6 · What if the internet is shut off?

The risk: Bitcoin needs a network to move. A government can throttle or cut the internet, and crypto sites can be blocked — as happens during unrest.
The reality: Bitcoin was built for this. The whole blockchain is broadcast from space by Blockstream Satellite (since 2017, covering most of the world) — a small dish and USB receiver sync a node with no internet. Transactions can also travel over long-range radio (LoRa) mesh, ham radio, or even plain SMS. During Iran's 2025 blackout people kept transacting this way; in Venezuela and Africa, radio-mesh and SMS Bitcoin already work.

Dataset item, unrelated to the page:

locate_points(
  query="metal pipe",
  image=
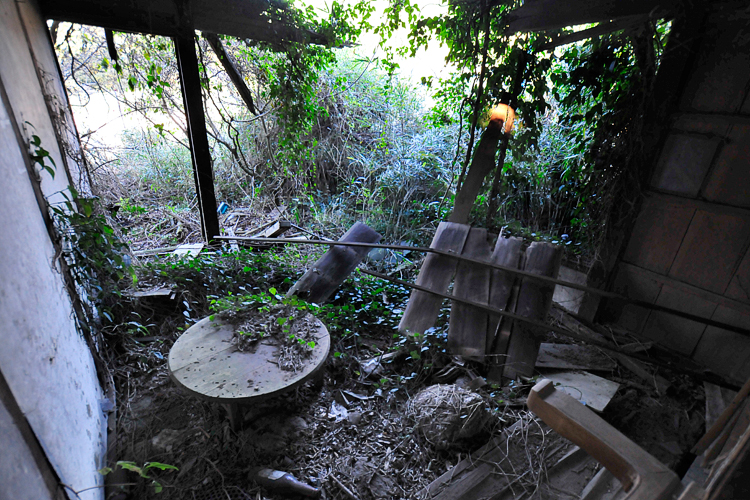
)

The honest caveat: receiving via satellite is easy; sending needs a radio uplink, and somewhere at least one node still needs internet to push the transaction to miners. So a national shutdown is survivable today — a simultaneous global shutdown is the real edge case.
Your move: for most people, nothing — but it's reassuring that the rails exist. Enthusiasts can run a satellite kit or LoRa node as a backup.

Bottom line: Bitcoin's protocol has never been hacked in over 15 years. Almost every real loss comes from custody, scams, lost keys, or human error — which is exactly what learning self-custody protects against.